La stampa tedesca dedica ampio spazio alle indiscrezioni sull’accordo con i francesi di PSA. Potrebbero essere 6.000 i lavoratori Opel a rischio nel Paese
La Germania è “preoccupata”. Nel comparto auto, l’industria nazionale è abituata a vendere veicoli, non marchi. E anche se Opel appartiene all’americana General Motors dal 1929, il paese lo sente come un brand nazionale: la società era nata nel 1862 per fabbricare macchine da cucire, dal 1886 aveva prodotto anche biciclette e aveva cominciato a vendere auto nel 1898. Ne sanno qualcosa Fiat e Sergio Marchionne, che quando anni fa avevano ipotizzato di rilevare Opel si erano trovati di fronte il “gelo governativo”. All’epoca, tuttavia, la manovra era di dominio pubblico. E, infatti, anche pubblicamente era stata osteggiata.
Questa volta General Motors ha agito con prudenza, tanto che quando, pochi giorni fa, sono uscite le prime indiscrezioni sulla possibile vendita del marchio Opel al gruppo francese PSA (Peugeot, Citroen, DS), si sono infuriati i sindacati. Pure la neo ministra dell’economia Brigitte Zypries, in carica da appena qualche settimana, ha usato toni forti.
La ragione è semplice: la Germania ha paura. Secondo i media tedeschi, che all’argomento dedicano ampio spazio su tutte le principali testate e in tv, il Paese teme che l’acquisizione da parte di Groupe PSA possa incidere sull’occupazione tedesca. Operazioni analoghe sono state sempre accompagnate da poderose “razionalizzazioni”. General Motors, che con la controllata europea Opel (Vauxhall nel Regno Unito) è in rosso dal 1999, ha già ristrutturato la casa del Fulmine negli anni scorsi imponendo la chiusura del sito di Bochum. Gli occupati europei sono attualmente 38.000 e sono distribuiti in sette paesi, ma circa la metà sono concentrati in Germania. Nella sola Rüsselsheim, dove si trova il quartier generale di Opel, si contano 15.000 addetti, 7.000 dei quali nel centro di Ricerca & Sviluppo.

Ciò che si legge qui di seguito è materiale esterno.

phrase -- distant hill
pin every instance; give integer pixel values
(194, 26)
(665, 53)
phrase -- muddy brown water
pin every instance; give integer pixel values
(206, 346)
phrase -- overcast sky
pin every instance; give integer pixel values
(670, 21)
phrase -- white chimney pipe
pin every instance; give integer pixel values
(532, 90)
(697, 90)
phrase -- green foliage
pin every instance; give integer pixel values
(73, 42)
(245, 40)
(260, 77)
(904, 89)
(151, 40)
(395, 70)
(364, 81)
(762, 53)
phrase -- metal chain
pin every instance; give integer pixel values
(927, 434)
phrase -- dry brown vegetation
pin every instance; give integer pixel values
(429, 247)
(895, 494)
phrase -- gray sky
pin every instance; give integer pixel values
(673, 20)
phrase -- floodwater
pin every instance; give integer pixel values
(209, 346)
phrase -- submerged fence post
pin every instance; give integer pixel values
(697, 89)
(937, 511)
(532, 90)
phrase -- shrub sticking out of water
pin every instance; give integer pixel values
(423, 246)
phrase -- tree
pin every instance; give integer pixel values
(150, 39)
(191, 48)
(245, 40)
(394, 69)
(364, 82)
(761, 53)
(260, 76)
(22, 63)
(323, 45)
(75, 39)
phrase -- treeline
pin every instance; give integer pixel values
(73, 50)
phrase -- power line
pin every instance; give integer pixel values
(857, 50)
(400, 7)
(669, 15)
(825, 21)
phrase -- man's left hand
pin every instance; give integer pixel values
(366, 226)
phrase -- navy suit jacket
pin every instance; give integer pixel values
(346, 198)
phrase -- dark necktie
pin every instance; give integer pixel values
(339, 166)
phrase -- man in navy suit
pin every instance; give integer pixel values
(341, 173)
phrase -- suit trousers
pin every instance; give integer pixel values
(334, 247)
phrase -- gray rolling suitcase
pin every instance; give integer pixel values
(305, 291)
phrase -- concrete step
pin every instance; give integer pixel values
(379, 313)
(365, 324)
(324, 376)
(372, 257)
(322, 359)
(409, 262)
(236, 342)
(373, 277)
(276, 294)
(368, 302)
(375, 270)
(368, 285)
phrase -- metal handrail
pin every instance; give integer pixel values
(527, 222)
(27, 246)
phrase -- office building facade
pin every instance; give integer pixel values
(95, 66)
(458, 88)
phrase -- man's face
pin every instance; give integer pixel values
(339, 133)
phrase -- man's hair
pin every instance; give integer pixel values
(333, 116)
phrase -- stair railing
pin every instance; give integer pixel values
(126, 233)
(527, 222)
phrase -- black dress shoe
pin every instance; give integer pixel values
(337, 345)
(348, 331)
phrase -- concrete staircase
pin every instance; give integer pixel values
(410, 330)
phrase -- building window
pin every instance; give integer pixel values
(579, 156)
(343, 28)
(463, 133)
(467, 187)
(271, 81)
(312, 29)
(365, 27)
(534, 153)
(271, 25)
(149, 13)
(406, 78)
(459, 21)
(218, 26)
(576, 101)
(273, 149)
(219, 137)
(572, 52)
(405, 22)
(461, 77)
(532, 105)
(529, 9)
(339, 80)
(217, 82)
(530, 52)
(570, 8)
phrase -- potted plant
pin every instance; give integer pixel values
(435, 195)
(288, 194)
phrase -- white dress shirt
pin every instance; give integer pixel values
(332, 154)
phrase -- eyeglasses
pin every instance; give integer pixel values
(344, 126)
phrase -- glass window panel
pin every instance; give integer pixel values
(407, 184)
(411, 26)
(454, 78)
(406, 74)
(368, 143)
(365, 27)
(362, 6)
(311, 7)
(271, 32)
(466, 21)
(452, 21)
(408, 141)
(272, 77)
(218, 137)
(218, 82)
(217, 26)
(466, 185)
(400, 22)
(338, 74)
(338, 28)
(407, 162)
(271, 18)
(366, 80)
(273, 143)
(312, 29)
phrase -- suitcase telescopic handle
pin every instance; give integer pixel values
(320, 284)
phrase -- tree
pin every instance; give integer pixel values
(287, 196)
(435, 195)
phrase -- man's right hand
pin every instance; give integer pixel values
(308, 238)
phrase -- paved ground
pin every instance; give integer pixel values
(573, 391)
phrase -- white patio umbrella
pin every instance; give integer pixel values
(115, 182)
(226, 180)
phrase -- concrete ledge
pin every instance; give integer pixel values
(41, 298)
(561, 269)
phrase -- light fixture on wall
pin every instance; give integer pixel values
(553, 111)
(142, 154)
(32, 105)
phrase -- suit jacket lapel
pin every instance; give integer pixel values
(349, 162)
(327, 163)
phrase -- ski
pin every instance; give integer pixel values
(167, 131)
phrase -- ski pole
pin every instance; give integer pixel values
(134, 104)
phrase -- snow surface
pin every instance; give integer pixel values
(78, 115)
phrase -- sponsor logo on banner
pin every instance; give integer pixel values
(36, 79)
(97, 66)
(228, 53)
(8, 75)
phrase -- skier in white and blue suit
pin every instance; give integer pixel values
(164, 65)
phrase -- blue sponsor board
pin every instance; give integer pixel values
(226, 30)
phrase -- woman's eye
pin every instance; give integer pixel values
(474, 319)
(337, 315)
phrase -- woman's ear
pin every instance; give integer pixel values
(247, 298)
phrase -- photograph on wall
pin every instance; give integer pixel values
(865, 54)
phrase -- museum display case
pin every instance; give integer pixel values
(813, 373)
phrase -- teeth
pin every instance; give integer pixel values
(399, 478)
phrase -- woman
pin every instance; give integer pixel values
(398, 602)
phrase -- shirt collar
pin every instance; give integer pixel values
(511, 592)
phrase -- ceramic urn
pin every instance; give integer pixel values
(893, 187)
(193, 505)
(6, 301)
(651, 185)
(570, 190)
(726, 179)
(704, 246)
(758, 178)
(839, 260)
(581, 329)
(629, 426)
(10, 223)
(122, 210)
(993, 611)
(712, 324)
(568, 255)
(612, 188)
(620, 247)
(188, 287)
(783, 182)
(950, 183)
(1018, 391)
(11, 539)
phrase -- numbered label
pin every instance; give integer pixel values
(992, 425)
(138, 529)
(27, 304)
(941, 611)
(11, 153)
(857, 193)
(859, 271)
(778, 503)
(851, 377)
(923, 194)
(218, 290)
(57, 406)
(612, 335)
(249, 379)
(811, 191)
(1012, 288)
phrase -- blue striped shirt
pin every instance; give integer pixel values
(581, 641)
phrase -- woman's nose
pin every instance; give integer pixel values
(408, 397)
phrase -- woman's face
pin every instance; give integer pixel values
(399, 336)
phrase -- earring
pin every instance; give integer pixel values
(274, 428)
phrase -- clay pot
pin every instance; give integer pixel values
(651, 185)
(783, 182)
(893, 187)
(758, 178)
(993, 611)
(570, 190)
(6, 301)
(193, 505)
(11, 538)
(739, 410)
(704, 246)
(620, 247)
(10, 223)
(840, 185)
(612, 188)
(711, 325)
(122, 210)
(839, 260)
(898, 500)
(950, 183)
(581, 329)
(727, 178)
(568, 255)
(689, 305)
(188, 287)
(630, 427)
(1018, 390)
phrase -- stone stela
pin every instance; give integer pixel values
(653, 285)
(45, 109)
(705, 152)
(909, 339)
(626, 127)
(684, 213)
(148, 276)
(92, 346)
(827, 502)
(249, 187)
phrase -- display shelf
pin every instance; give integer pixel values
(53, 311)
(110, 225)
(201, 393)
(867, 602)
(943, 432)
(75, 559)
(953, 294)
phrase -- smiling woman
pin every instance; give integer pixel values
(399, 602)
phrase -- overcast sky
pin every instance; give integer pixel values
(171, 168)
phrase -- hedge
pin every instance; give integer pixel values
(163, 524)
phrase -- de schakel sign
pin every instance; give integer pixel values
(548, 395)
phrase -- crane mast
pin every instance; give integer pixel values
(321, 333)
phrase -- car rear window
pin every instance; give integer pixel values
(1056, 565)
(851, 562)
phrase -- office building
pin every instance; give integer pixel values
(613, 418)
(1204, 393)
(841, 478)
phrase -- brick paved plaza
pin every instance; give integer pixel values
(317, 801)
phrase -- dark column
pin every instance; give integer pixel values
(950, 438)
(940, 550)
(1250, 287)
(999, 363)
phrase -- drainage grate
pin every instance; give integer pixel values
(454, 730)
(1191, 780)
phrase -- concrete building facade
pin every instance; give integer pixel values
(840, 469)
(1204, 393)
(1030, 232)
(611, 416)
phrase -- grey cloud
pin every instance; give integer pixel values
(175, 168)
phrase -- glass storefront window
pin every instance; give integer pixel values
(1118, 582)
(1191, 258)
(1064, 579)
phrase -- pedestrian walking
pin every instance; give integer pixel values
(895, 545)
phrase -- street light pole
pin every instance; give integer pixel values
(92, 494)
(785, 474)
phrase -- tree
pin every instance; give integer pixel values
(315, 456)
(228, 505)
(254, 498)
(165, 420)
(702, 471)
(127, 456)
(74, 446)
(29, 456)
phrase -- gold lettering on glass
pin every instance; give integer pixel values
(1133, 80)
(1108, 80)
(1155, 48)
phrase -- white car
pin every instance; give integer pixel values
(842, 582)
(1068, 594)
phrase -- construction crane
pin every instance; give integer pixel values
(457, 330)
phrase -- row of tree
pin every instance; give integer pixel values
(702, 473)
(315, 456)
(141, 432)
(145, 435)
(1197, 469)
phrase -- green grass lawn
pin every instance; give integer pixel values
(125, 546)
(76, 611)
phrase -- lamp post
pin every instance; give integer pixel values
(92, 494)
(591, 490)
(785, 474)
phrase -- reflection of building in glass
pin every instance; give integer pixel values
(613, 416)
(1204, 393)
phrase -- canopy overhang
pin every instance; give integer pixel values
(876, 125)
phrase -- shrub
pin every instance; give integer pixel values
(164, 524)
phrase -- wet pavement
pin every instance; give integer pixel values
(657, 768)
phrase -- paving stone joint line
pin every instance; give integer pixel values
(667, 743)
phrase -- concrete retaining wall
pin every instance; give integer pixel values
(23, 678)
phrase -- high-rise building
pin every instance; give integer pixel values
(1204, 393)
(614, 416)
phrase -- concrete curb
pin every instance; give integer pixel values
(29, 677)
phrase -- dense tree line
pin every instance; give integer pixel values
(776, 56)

Secondo gli analisti consultati da Welt , un terzo delle posizioni tedesche (6.000 persone) è a rischio. Il “sacrificio” più importante verrebbe inevitabilmente chiesto a Rüsselsheim, in particolare in divisione come R&D (un “doppione” rispetto a quello francese). A quanto pare, PSA non ha fornito garanzie sull’occupazione nemmeno al “mediatore” del governo. Il gruppo francese, di cui lo stato è azionista, dovrebbe mettere sul tavolo due miliardi, la metà dei quali sarebbero a titolo di subentro dei debiti. Poi ci sono gli obblighi previdenziali, stimati complessivamente tra i 6 ed i 7,2 miliardi. L’accordo dovrebbe essere firmato prima del Salone di Ginevra, ma nelle ultime ore c’è chi ipotizza una conclusione ancora più veloce. Carlos Tavares, che aveva lasciato l’Alleanza Renault Nissan a quanto pare in disaccordo con Carlos Ghosn, rilancerebbe così un gruppo che era in grandissima difficoltà trasformandolo nel secondo a livello continentale.
La Germania e la sua classe politica avrebbe fatto volentieri a meno di questa acquisizione lampo: una “grana” nell’anno in cui si vota anche per il rinnovo del Bundestag, il parlamento federale tedesco.